Hi,

I am trying to implement a bidirectional LSTM with PPO, which is an on-policy algorithm. Due to latter’s algorithm inherent nature, we usually collect a rollout of experiences although the episode itself has not finished. Hence, we make the (Bi)LSTM stateful along the episode and we reset its hidden states when a new episode is going to be initialized.

The question here remains in the BILSTM behaviour. When I collect experiences I collect them 1 by 1, thus the sequence_length=1. However, when doing an optimization step I pass al the experiences of current rollout altogether, sequence_length=rollout_length.

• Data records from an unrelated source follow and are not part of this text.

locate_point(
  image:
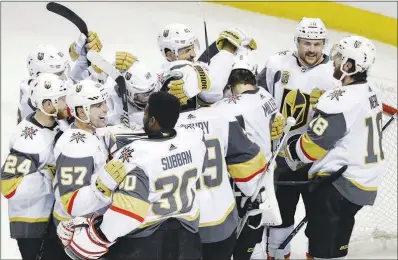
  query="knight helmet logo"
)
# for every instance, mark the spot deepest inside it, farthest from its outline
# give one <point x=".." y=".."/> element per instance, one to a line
<point x="296" y="104"/>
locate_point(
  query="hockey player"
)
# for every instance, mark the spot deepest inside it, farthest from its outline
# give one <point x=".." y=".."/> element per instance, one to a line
<point x="179" y="46"/>
<point x="346" y="130"/>
<point x="231" y="154"/>
<point x="43" y="59"/>
<point x="155" y="210"/>
<point x="296" y="80"/>
<point x="255" y="110"/>
<point x="80" y="153"/>
<point x="48" y="59"/>
<point x="29" y="169"/>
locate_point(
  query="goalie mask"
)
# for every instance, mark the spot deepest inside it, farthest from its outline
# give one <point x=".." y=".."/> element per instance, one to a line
<point x="47" y="59"/>
<point x="356" y="49"/>
<point x="180" y="40"/>
<point x="140" y="84"/>
<point x="45" y="87"/>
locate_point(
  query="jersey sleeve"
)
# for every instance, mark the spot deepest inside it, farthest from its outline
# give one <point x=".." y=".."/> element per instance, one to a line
<point x="269" y="76"/>
<point x="245" y="160"/>
<point x="219" y="71"/>
<point x="76" y="181"/>
<point x="129" y="207"/>
<point x="323" y="132"/>
<point x="21" y="174"/>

At those scenarios I get the same/expected hidden & cell states but the output of the network is reversed.

I attach some code to explain my issue:

```
import torch
import torch.nn as nn
input_size = 10 #indicates the format of input data (i.e. output of CNN)
num_layers = 1 #num of layers of the lstm
hidden_size = 1 # num of "neurons"
seq_len = 3 # sequence length (i.e. number of observations in a sequence)
batch_size = 1
bidirectional = True
#define lstm
lstm = nn.LSTM(input_size=input_size,
hidden_size=hidden_size,
num_layers=num_layers,
bidirectional=bidirectional)
#hidden_states
h = torch.zeros(num_layers*(1+int(bidirectional)),batch_size,hidden_size)
c = torch.zeros(num_layers*(1+int(bidirectional)),batch_size,hidden_size)
# -----------------------------------------------------------------------------
#monitorization
hidden = []
output = []
obs = torch.randn(seq_len,batch_size,input_size)
# 1.step-by-step forward pass
for i in range(seq_len):
inp = obs[i].unsqueeze(0)
out, (h,c) = lstm(inp,(h,c))
hidden.append(h)
output.append(out)
# 2. all together sequence
h = torch.zeros(num_layers*(1+int(bidirectional)),batch_size,hidden_size)
c = torch.zeros(num_layers*(1+int(bidirectional)),batch_size,hidden_size)
out, (h,c) = lstm(obs,(h,c))
```

And the output of the code is the following:

```
hidden
Out[120]:
[tensor([[[0.0295]],
[[0.3094]]], grad_fn=<StackBackward>),
tensor([[[-0.3171]],
[[ 0.3956]]], grad_fn=<StackBackward>),
tensor([[[0.0404]],
[[0.3690]]], grad_fn=<StackBackward>)]
h
Out[121]:
tensor([[[0.0404]],
[[0.2603]]], grad_fn=<StackBackward>)
output
Out[122]:
[tensor([[[0.0295, 0.3094]]], grad_fn=<CatBackward>),
tensor([[[-0.3171, 0.3956]]], grad_fn=<CatBackward>),
tensor([[[0.0404, 0.3690]]], grad_fn=<CatBackward>)]
out
Out[123]:
tensor([[[ 0.0295, 0.2603]],
[[-0.3171, 0.3946]],
[[ 0.0404, 0.2417]]], grad_fn=<CatBackward>)
```

As it could be seen, neither the hidden and output (step-by-step) are equal for the “future/inversed” part of the lstm respect to the h and out attributes (whole sequence) respectively.

My questions are:

- I guess that the correct output would be when passing all the samples as a full sequence, this is, out/h attributes, as it could take into account all the scope of the sequence instead of just 1-step look ahead. Am I right?
- As we are truncating the episode steps into different rollouts where we then update the network parameters… should we make another forward pass with the previous hidden state in order to get the new hidden state according to our new network parameters? I.e: after passing our 5 sequences across the network with a initial hidden state (h0) we get h1; however, if we now update the network and we pass again the same observations and h0, we would get h1’ instead of h1.

I have seen that it is referred as stale hidden issue and there is lot of mess about if it has to be updated or not. - As we are truncating the episode steps into different rollouts where we then update the network parameters… we just pass the last/new hidden state (h1) as input for the next rollout straightforward? It makes sense for me in the case of the classic LSTM where we store and carry past information, but I could not see how we could pass the future part truncated as the info which is being passed is messy when truncating.